Judo: Defending champion Shohei Ono puts Olympic delay in perspective

Japanese judoka Shohei Ono is taking the challenge of the unprecedented one-year Olympic postponement due to the coronavirus pandemic in his stride as he prepares to defend his 73-kilogram title on home soil next summer in Tokyo.

“I’ll save my energy until the time comes,” Ono told Kyodo News in a phone interview Tuesday. “This time allows me to change and evolve so I’m thinking of it as a plus.”

The three-time world champion remains optimistic amid the global crisis while dealing with the same kind of interruptions being experienced by athletes around the world.

The judo club at Tenri University, Ono’s alma mater in Nara Prefecture where he trains, has been shut down since the beginning of the month. Without access to a facility with tatami mats, Ono is instead focusing on running and core circuit training in the area surrounding the school.

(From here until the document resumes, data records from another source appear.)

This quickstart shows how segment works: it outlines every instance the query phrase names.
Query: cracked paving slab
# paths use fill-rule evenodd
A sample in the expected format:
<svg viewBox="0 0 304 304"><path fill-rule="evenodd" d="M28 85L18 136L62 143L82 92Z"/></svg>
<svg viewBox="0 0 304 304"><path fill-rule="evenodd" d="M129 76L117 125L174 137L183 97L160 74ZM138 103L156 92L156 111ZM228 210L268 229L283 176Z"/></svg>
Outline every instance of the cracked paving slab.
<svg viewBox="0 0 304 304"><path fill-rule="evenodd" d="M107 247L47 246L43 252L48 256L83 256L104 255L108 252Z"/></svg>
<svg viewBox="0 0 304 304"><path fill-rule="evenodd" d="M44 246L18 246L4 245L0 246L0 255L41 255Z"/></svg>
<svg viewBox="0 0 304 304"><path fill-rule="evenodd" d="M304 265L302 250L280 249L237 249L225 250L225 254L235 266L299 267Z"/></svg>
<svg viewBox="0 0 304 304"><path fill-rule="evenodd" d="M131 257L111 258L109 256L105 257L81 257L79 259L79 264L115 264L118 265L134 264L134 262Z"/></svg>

“Judo practice is tough and painful, but it’s also hard not being able to practice,” he said.

(Shohei Ono)

But with the International Judo Federation suspending all events until the coronavirus outbreak subsides, Ono said he was grateful to have some time to reflect on what it means to compete for his country.

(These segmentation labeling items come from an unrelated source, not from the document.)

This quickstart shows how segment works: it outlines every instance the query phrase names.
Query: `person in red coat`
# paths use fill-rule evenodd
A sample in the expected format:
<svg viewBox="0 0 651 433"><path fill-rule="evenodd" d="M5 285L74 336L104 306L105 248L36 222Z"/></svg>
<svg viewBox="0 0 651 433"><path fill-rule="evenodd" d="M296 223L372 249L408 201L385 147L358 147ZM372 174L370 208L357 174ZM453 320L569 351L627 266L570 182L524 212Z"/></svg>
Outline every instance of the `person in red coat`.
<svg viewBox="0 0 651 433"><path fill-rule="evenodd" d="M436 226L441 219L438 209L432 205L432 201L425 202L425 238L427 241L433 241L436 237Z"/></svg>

“I’ve been able to reflect and realize once more just how amazing it is to compete while wearing the Hinomaru, which should be obvious,” he said.

At the Rio de Janeiro Games in 2016, Ono, already a two-time world champion, defeated Azerbaijan’s Rustam Orujov in the men’s 73-kg final to capture his maiden Olympic gold medal. However, Ono then took a year-long break to continue his studies. He resumed full-scale competition in 2018 and claimed his third world championship last year in Tokyo.

The 28-year-old, who specializes in the osoto-gari large outer-reap leg throw and uchimata inner-thigh throw, booked his spot for his second-straight Olympics in late February after winning gold at the Dusseldorf Grand Slam for the third consecutive year.

“Now was not originally the time to push myself,” Ono said. “But it’s been three years since I got back on the tatami. Next year will be the fourth, so it fits the Olympic cycle.”

Due to the unforeseen virus outbreak, Ono will not get the chance to defend his Olympic title on the world’s greatest stage for another 15 months, but Japan’s most promising candidate for judo gold remains grounded in reality.

“It doesn’t matter if it’s this year or next year, because making adjustments is what athletes do,” he said. “It will always be about delivering the best, the biggest and the strongest performance at that time and place.”